Up to 900 seasonal workers from the EU have been hired by turkey giant Bernard Matthews, its owner Ranjit Singh has revealed – easing concerns over turkey shortages in the run-up to Christmas.
Singh had echoed warnings from other parts of the poultry sector in July when he suggested the sector’s “critical” lack of butchers, coupled with the impacts of the so-called pingdemic on the workforce, meant shortages of key poultry products were inevitable.
Uncertainty over the labour crisis ultimately led producers to lay down about a fifth fewer turkeys for the Christmas season than it did last year, according to the British Poultry Council. Meanwhile, in August, Avara Foods told The Grocer it expected to sell more frozen birds this year, as a result of the labour situation.
But following the government’s announcement it would allow the poultry sector to recruit 5,500 foreign workers on temporary seasonal visas in September, Singh said the staff secured by Bernard Matthews to work at its turkey processing centres in East Anglia meant the supplier was now “well on the way to plugging the job gaps for the massive volume increases we get during this time of year”.
The workers – recruited from countries such as Ukraine, Moldova, Belarus, Romania and Bulgaria – would help Bernard Mathews meet the 400% production uplift it required in the run-up to Christmas, he added.
“Our teams have been working incredibly hard to process the almost 900 applications for the seasonal worker scheme and we’ll be seeing the first arrivals at our factories in the coming days,” he said.

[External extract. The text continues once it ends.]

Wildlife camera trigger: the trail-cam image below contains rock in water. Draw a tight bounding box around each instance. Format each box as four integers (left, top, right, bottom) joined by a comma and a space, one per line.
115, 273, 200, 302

“This means we should be able to fulfil all our projected orders for turkeys and there will be enough turkeys to go around,” Singh added. “Everyone should be able to source their Christmas turkey this year, which is great news.

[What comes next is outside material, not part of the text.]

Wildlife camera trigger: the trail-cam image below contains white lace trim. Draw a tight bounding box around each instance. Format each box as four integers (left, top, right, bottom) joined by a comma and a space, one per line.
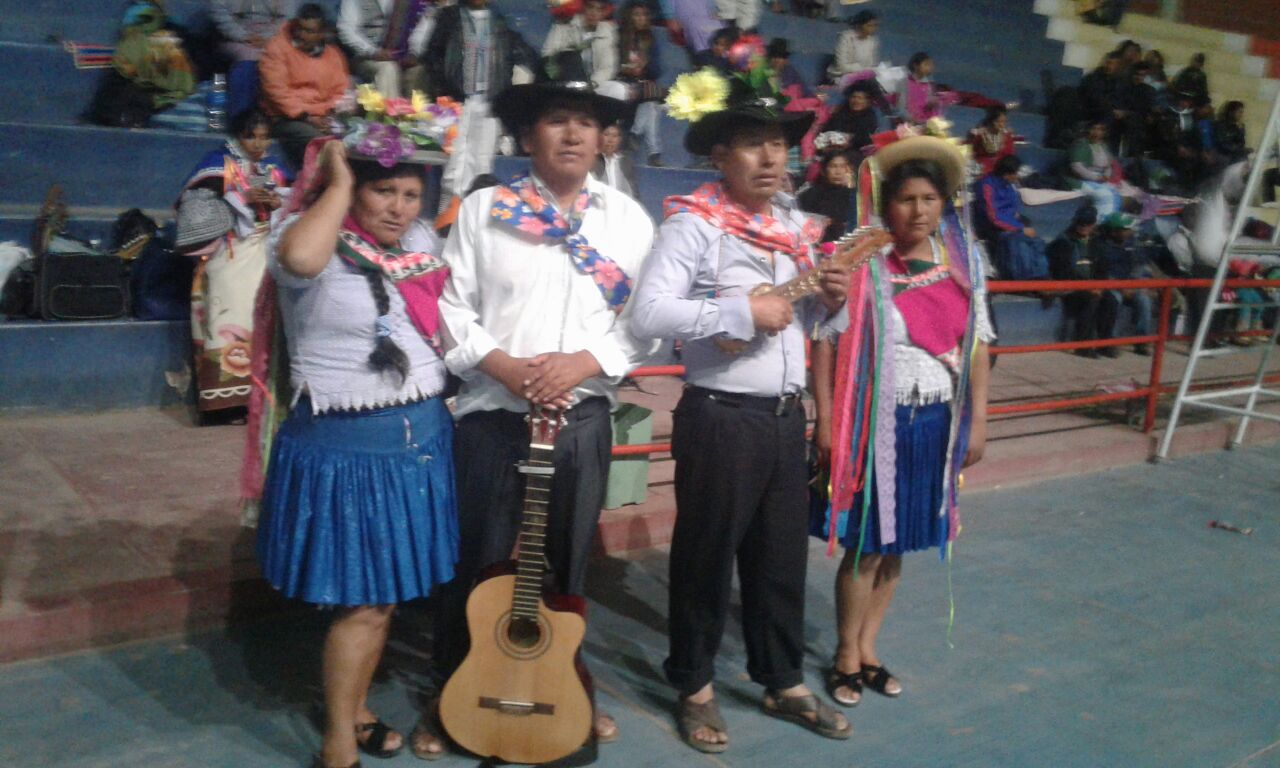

He thanked the government for its eventual decision to allow in foreign workers. However, he warned the wider poultry sector, including his own poultry giant 2 Sisters Food Group, still needed help to address its chronic shortage of staff, in order to avoid an increasing dependence on foreign-sourced poultry in the future.
“I am hopeful similar arrangements could be made for next year, and with an earlier visa process start date, this could make it even more successful,” he said. “Labour as a key structural challenge for our sector is here for 12 months of the year, and it’s one that’s not going to go away.”
Suppliers did not want to see the sector shrinking “when the demand is as big as ever, especially at Christmas”, he added. “It would be silly to plug any gaps by using imports, for instance. We don’t think the British consumer wants to see that, so hopefully the same temporary arrangements can also be made for 2022.”
His comments come as 2 Sisters Food Group was reported by Sky News to be in “advanced talks” with hedge funds last week about securing up to £50m in financing to help it weather the ongoing labour crisis and supply chain challenges.
Despite initial concerns the government’s visa scheme would be “too little, too late,” BPC CEO Richard Griffiths said “both large and small poultry businesses” had seen similar success recruiting seasonal staff.
“The general feeling is that this will help get us over the line this Christmas,” he suggested, though he mirrored Singh’s warnings that a year-round labour strategy was required for the sector.
“Processors want to invest in technology, automation and skills [to attract British workers], but they also need breathing space to do this and need to keep up productivity at the same time.”